Ledson Hotel

“Dining-out is a vice, a dissipation of spirit punished by remorse,” British critic Cyril Connolly once wrote.

Sadly, the man never had the opportunity to dine at the Ledson Hotel where his fellow countryman chef Darren Robey has created a splendid wintry menu that evades the facile gags about English cooking by borrowing heavily from the Italian. Squisito!

Consider this – for an appetizer I had a plate that looked as if it were the greatest hits of an Italian delicatessen: proscuitto, coppa, salami, mozzarella, roasted red peppers, gorgonzola dolce, olives and delicate, thin herbed breadsticks that at first glance looked like chopsticks. Now, if you’re anything like me, a born picker who was inclined as a child to wear olives on my fingertips and preferred the savory contents of gift baskets to proper meals, you will be very pleased. My only issue was that I had to fight the compulsion to eat the appetizer with my hands as if I was trawling some order of personal buffet. This restraint was lost on my companion whose reach toward my plate was met with breadstick rapped against her knuckles. When not poaching coppa, my companion enjoyed what she described as a “fresh and vibrant” seafood appetizer comprised of “sushi grade” ahi with ponzu and seaweed salad, wild king salmon with dijon mustard and cornichons, red snapper with chili, lime and cilantro

Interestingly, Robey continues a trend I’ve recently noted: the resuscitation of butter lettuce as a viable salad base. To coin a phrase, the reign of romaine has waned. The Ledson gussies up the waxy leaves with pears, Pt. Reyes bleu cheese and candied walnuts under a faint drizzle of d’Anjou pear vinaigrette.

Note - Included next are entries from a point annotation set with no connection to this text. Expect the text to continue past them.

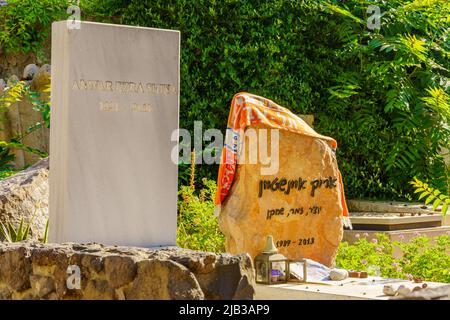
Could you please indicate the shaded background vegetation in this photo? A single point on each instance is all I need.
(382, 94)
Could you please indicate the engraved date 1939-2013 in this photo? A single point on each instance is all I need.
(109, 106)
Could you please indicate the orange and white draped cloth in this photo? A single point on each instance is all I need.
(249, 109)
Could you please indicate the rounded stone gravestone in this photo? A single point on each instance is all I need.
(301, 204)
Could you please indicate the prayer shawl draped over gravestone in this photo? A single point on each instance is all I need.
(302, 204)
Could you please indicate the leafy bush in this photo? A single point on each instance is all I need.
(198, 227)
(432, 195)
(8, 97)
(383, 94)
(421, 257)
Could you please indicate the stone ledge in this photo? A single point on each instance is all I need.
(32, 270)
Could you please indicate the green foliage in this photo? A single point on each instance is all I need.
(11, 234)
(25, 24)
(432, 195)
(21, 233)
(198, 227)
(10, 96)
(383, 94)
(421, 257)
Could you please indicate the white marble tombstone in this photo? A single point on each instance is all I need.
(115, 104)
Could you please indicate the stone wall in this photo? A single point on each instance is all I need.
(32, 270)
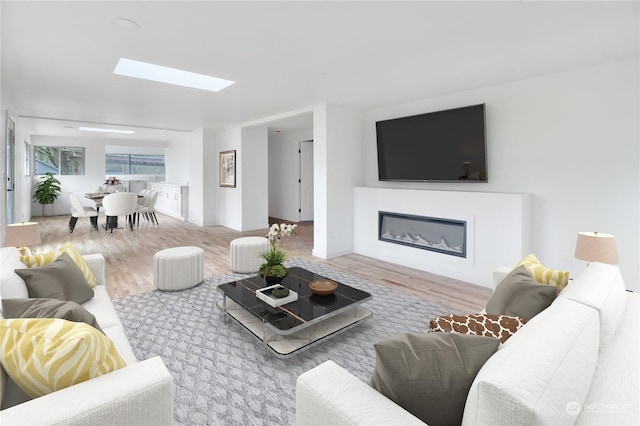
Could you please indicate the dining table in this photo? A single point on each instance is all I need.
(97, 198)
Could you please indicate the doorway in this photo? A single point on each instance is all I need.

Entrees culled from a winter menu of the “cuddle up by the fire” variety, perhaps atop a sheepskin rug and likely with someone you love in the midst of one of those “those were the days” conversations. An example is the pumpkin gnocchi, pillows of gourd-infused pasta floating in a roiling sea of red wine shallot broth, strewn with kale and a snowdrift of parmesan reggiano. The dish was presented as a sort of hearty, post-autumnal soup, which did well to invoke the season. Likewise, the ribeye steak, served boneless and bedecked by gratin of potatoes and five lilies (admittedly, I never figured out the lily part), Bloomsdale spinach, and a brawny three-peppercorn sauce makes for a soul-warming entrée. The sauce was especially savory — a rich reduction stoked by red, black and white peppers that I continued lapping up long after I had devoured the steak. That said, it was summarily trumped by the sumptuous osso buco, a veal shank marvelously braised and served with the marrowbone intact. The beef was as tender as a kiss from your Nonna and the accompanying cassoulet (a side that has become rather vogue this season) was like donning one’s favorite pajamas. The dish is completed with broccoli rabe and gremolata (minced parsley, lemon peel and garlic). On rainy days, I recommend the Ledson serve the osso bucco to its hotel guests in bed. They would never want to leave.

Despite its opulent trappings (the décor matches the tableware), the Ledson was moderately priced for such high caliber of dining (entrees were $20 to $30) and portions were quite filling: the apple raisin spice cake (served with cinnamon gelato and apple caramel sauce) may finish you before you finish it.